画像変換ツールを使えば、フォーマット間の変換を瞬時に行うことができます。より詳細な技術的な解説については、PNGとJPGの比較ガイドをご覧ください。
よくある質問
- PNGはJPGより優れているのか?
- どちらが優れているということはなく、それぞれ異なる用途に適しています。PNGは、グラフィック、ロゴ、スクリーンショット、透明な背景や鮮明なテキストの輪郭が必要なあらゆるものに適しています。一方、JPGは、画質の劣化を最小限に抑えつつファイルサイズを大幅に小さくできるため、写真に適しています。
- JPGをPNGに変換すると画質は向上しますか?
- いいえ。JPGをPNGに変換しても、元のJPG圧縮時に失われた画質は回復しません。PNGはそれ以降、画像をロスレスで保存するため、それ以上の劣化は防げますが、既に失われたディテールを復元することはできません。

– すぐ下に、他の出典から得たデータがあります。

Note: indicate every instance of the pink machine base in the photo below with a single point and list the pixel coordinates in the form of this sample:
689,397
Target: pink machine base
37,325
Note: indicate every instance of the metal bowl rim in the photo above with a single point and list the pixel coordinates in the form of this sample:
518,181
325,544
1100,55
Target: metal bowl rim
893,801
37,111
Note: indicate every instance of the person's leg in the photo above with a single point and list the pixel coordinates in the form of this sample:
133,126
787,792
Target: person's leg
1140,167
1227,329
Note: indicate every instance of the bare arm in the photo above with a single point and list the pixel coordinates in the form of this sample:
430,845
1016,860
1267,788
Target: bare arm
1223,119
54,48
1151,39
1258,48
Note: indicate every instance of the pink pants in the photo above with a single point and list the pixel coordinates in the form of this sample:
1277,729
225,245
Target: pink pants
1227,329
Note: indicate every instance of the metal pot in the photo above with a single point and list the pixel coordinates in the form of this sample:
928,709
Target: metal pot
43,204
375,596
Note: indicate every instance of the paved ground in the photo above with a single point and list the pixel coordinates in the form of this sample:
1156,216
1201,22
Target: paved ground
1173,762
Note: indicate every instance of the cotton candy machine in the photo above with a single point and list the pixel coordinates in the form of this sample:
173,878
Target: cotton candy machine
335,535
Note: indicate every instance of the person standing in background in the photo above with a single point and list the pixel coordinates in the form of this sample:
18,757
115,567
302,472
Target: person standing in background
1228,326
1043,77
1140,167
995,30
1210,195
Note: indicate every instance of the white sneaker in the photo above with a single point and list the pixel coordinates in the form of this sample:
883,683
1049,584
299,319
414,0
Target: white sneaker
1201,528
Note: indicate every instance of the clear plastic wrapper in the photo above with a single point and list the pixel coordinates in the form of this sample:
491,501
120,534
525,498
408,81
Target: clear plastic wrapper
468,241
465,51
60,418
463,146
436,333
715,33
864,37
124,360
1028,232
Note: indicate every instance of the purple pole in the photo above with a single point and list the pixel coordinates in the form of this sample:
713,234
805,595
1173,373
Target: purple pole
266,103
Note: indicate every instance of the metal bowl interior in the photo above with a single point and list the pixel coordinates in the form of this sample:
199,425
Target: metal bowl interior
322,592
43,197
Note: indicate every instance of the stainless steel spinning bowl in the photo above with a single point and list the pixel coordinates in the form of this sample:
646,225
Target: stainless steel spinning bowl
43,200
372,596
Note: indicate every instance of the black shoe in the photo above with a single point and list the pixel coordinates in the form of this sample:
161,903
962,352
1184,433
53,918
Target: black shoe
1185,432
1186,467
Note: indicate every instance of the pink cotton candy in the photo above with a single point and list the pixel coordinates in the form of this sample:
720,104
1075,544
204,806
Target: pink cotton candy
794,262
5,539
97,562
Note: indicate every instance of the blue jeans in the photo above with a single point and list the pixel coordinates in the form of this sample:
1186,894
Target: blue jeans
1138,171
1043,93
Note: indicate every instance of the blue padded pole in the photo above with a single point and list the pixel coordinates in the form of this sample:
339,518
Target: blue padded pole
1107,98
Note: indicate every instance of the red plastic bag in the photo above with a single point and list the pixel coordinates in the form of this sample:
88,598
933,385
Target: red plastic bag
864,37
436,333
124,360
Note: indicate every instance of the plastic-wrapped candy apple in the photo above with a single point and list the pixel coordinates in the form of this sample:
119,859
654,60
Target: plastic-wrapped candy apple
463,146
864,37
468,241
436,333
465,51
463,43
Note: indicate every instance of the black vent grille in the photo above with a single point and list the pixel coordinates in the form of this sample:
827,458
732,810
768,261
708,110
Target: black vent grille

- なぜ私のPNGファイルはJPGファイルよりずっと大きいのでしょうか?
- PNGは可逆圧縮方式を採用しており、すべてのピクセルを完全な精度で保存します。一方、JPGは非可逆圧縮方式を採用しているため、細かいディテールが失われ、ファイルサイズが大幅に小さくなります。PNG形式で保存した写真は、同じ画像をJPG形式で品質80で保存した場合と比べて、5~10倍のサイズになることがあります。
- ロゴにはどちらの形式が適していますか?
- ロゴ画像にはPNGが圧倒的に優れています。ロゴは通常、単色で、輪郭がはっきりしており、透明な背景が必要な場合が多いのですが、PNGはこれらすべてを完璧に処理できます。一方、JPGは輪郭周辺にノイズが発生し、透明度をサポートできません。
- ウェブサイトにはPNGとJPGのどちらを使うべきでしょうか?
- 写真や複雑な画像にはJPG、ロゴ、アイコン、イラストにはPNGを使用し、ファイルサイズが両者よりも小さいWebPも検討してください。最高のパフォーマンスを得るには、画質の劣化が目立たない範囲でファイルサイズが最小となるフォーマットを使用してください。